# 2004 Subaru Forester: Component Selection Help



## srt42b (Nov 4, 2008)

I'm wanting to replace the entire system in my FXT with a better setup that is budget minded. I will be running a carputer so all speakers will have to run off of an amp(s). Budget is $500 for speakers, amps, and sub. I want everything in stock locations and out of sight. Sub(s) will replace stock 6x9 sub which is in the rear quarter panel behind the wheel well and will be sealed off in there. I don't know if I should go with a singe 10" or a pair of 8" which would be firing at each other in both quarter panels. I listen to a wide variety of music but mostly rap and rock and want clean bass at low volumes but something that can hit really hard when I want it to.

Fronts: 6.5" component set (2" depth or up to 3" with spacer)
Rears: 5.25" speaker set
Sub: 1-10" or 2-8" (5" depth and up to 0.75 ft3 each)
Amp(s): 5ch amp or a 4ch and a mono block?

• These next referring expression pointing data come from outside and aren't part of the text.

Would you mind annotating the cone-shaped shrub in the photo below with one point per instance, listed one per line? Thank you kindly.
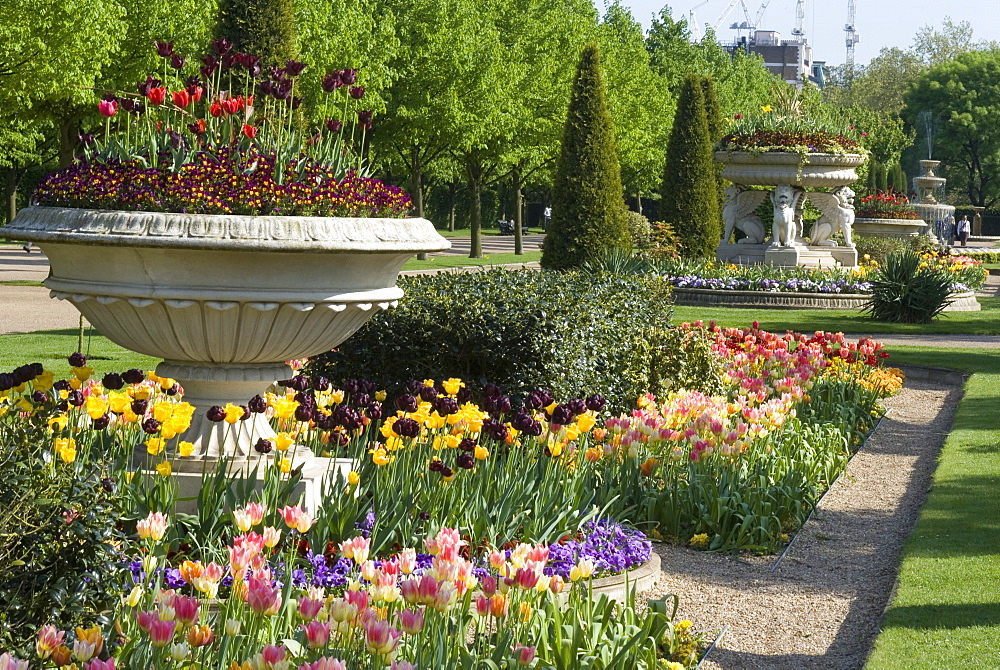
(588, 209)
(689, 194)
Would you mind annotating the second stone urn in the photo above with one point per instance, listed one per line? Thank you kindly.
(789, 175)
(224, 300)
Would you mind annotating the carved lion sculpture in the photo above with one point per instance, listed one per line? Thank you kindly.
(737, 212)
(784, 198)
(838, 214)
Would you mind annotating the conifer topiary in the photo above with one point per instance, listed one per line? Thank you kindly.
(264, 28)
(689, 198)
(588, 208)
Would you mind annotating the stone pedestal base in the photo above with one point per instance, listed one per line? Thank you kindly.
(813, 257)
(740, 254)
(316, 472)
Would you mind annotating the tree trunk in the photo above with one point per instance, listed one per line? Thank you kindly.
(475, 171)
(67, 140)
(518, 230)
(10, 192)
(452, 197)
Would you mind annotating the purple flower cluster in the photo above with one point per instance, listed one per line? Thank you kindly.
(612, 547)
(771, 285)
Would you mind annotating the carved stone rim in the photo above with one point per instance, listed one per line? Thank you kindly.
(229, 232)
(788, 158)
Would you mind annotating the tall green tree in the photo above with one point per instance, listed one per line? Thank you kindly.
(689, 196)
(265, 28)
(588, 212)
(962, 98)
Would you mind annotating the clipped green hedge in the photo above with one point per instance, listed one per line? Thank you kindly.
(569, 332)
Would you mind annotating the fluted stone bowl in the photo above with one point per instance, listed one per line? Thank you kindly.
(225, 300)
(774, 168)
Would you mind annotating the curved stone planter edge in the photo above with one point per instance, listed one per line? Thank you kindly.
(700, 297)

I also have a set of CDT CL-S60A components for the front. If these are good speakers, I'll use them and have that much more money for the rest of the system.


----------



## gijoe (Mar 25, 2008)

Most people on here, me included, will suggest starting off with a decent front stage and don't worry about replacing the rears. I have rear speakers in the doors of my Impreza, but they are almost always off. If you don't plan on going active you can get a decent component set and a good 10" and power it all with one 4 channel amp. It may be difficult to get everything under $500, but i'm sure it's possible. I would highly recommend spending some money on deadening those front doors up. Even the best components wont reach their potential unless you take care of those doors.


----------



## srt42b (Nov 4, 2008)

I forgot to mention that I don't mind buying used for that $500.

I plan on Dynamating the 4 doors, rear hatch door, and the sides from the rear seats back. Pretty much the entire vehicle except the floor and roof.


----------



## mvw2 (Oct 2, 2005)

Ignore the rear speakers. Disconnect them.

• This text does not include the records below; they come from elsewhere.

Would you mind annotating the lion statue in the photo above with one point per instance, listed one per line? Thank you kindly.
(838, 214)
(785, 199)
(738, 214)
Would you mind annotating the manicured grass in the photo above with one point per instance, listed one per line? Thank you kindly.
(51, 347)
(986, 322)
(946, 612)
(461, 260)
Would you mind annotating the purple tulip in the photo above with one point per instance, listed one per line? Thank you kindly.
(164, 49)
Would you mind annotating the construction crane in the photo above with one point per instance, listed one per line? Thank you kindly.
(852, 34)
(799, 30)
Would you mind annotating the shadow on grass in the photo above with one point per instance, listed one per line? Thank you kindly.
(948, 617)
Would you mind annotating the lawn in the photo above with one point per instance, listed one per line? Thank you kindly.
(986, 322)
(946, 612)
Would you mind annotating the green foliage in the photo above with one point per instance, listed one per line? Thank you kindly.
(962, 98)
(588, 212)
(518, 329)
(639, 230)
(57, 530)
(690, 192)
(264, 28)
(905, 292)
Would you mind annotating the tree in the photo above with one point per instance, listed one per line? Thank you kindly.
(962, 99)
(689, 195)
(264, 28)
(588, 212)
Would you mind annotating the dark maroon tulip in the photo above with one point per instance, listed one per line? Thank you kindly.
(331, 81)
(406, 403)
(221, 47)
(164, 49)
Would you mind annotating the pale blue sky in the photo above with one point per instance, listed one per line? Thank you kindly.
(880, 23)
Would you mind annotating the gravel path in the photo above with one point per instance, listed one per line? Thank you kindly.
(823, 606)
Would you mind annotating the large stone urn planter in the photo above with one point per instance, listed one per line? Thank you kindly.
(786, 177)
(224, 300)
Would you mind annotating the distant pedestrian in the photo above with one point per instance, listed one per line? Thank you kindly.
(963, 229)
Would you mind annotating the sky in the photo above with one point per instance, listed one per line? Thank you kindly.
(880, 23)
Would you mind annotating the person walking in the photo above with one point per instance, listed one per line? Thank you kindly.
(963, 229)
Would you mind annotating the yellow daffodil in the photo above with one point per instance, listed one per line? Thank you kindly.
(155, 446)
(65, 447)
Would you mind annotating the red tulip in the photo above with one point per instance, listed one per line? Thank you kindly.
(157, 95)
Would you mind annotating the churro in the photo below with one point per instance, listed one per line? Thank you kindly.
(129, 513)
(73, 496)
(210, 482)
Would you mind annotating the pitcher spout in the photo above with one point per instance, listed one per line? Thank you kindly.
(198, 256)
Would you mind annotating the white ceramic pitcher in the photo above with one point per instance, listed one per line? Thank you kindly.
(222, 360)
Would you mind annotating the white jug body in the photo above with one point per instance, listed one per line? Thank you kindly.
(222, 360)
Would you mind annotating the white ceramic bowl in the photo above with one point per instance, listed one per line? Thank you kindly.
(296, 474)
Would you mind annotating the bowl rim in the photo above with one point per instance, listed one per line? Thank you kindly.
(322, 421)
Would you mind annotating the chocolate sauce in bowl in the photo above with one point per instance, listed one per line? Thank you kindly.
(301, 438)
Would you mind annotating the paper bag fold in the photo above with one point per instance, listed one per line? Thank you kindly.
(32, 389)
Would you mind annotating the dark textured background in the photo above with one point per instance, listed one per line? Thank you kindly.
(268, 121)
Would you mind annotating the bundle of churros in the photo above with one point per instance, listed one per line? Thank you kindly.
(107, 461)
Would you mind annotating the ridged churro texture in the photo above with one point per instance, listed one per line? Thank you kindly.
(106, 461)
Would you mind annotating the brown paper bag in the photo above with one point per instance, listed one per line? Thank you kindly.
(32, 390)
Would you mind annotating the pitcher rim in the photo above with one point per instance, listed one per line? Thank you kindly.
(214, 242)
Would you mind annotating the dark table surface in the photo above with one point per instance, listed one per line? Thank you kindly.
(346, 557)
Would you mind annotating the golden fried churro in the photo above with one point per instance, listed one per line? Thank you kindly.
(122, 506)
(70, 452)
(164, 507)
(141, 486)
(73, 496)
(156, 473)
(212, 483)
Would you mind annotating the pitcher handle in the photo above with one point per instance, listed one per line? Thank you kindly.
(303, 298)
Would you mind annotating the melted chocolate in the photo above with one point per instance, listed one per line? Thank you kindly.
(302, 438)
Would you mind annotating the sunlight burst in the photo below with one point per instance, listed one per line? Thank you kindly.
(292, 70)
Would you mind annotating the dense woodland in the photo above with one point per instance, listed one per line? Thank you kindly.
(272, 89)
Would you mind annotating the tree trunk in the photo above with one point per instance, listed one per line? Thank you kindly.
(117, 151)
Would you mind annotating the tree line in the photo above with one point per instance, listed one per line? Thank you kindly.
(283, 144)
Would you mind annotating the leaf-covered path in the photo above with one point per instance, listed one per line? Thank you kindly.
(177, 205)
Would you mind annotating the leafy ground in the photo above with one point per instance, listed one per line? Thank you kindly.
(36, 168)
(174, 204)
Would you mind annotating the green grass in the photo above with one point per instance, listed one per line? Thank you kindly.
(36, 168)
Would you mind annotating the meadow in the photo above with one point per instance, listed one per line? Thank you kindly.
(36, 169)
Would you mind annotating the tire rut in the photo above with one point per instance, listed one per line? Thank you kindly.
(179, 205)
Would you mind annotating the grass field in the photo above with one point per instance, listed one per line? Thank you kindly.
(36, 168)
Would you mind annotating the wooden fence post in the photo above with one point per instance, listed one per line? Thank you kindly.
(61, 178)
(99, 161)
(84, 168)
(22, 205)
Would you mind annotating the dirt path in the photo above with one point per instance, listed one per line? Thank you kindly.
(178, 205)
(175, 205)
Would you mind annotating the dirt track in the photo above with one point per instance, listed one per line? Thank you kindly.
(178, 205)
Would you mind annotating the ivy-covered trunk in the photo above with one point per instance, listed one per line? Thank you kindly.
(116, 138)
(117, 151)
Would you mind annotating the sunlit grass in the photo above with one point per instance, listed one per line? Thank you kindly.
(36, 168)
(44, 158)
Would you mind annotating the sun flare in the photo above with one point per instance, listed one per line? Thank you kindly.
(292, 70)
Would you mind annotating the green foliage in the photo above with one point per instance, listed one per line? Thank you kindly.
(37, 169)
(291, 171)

I'm not sure if you'll be able to squeeze a 3" deep woofer under the door panel. The pocket is kind of intrusive, more so then previous year models. You'll be able to get decently deep with panel extention pins, but I'm just not sure how much the pocket gets in the way. I would kind of advise sticking to 2.5" or so just in case. You can grab the IAPerformance spacers which can get you 3" of depth available and has the extention pins you'll need. I just don't know at what point you'll just run into that pocket. Maybe you can fit a 3" deep speaker. Maybe the pocket is just a little deceiving.

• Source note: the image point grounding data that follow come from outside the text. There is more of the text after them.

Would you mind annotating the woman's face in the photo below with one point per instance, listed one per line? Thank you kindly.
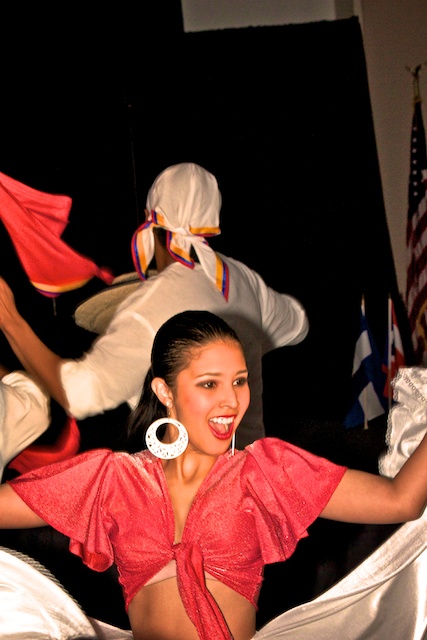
(211, 396)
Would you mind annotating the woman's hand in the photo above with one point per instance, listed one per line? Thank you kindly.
(8, 310)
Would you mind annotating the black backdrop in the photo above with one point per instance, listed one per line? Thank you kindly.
(95, 108)
(94, 105)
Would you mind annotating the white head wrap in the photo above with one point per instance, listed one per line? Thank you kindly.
(185, 200)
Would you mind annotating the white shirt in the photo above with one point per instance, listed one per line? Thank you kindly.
(113, 370)
(24, 415)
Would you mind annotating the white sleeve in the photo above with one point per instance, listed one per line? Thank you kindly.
(24, 414)
(113, 370)
(284, 319)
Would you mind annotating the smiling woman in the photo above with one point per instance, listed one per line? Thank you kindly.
(159, 519)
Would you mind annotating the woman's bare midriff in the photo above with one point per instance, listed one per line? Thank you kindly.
(157, 612)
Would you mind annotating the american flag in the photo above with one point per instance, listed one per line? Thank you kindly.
(416, 238)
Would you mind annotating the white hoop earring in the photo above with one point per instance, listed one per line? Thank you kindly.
(161, 449)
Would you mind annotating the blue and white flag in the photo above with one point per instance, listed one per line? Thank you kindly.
(368, 379)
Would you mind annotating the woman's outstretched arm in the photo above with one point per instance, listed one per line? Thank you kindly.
(34, 355)
(14, 513)
(367, 498)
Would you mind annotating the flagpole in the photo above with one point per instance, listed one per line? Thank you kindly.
(389, 349)
(365, 390)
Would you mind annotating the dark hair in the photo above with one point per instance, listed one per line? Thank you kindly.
(172, 351)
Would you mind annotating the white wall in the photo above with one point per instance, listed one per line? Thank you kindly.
(394, 35)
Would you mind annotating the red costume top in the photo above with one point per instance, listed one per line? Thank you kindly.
(250, 510)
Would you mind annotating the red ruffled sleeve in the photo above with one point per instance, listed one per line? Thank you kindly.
(69, 496)
(291, 487)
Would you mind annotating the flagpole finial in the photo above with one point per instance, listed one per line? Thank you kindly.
(415, 73)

The Foresters do not have a lot of cabin gain for the sub. Look for options that will have a -3dB roll off point of 30Hz to maintain a strong low end response. Even 40Hz may sound a touch weak on the bottom end. I can't say specifically for the 04 though. I own an 02 which is based off the previous model type. My brother owns an 04 FXT, but he has yet to run any subs in the car, so I can't say how different the cabin gain is on the newer chassis type. They are very similar vehicles, but the chassis still is different and will still yield a different gain effect. I just can't say exactly what. All I can suggest now is you'll want to go low or it will probably end up a little on the weak side. The flattest sub I've ran in mine was my Sonicraft sub sealed. This is a sub that has a F3(-3dB roll off point) of 30Hz. This fits the cabin gain well, at least for the 98-02 model years. 03+, unsure, but I'm guessing similar.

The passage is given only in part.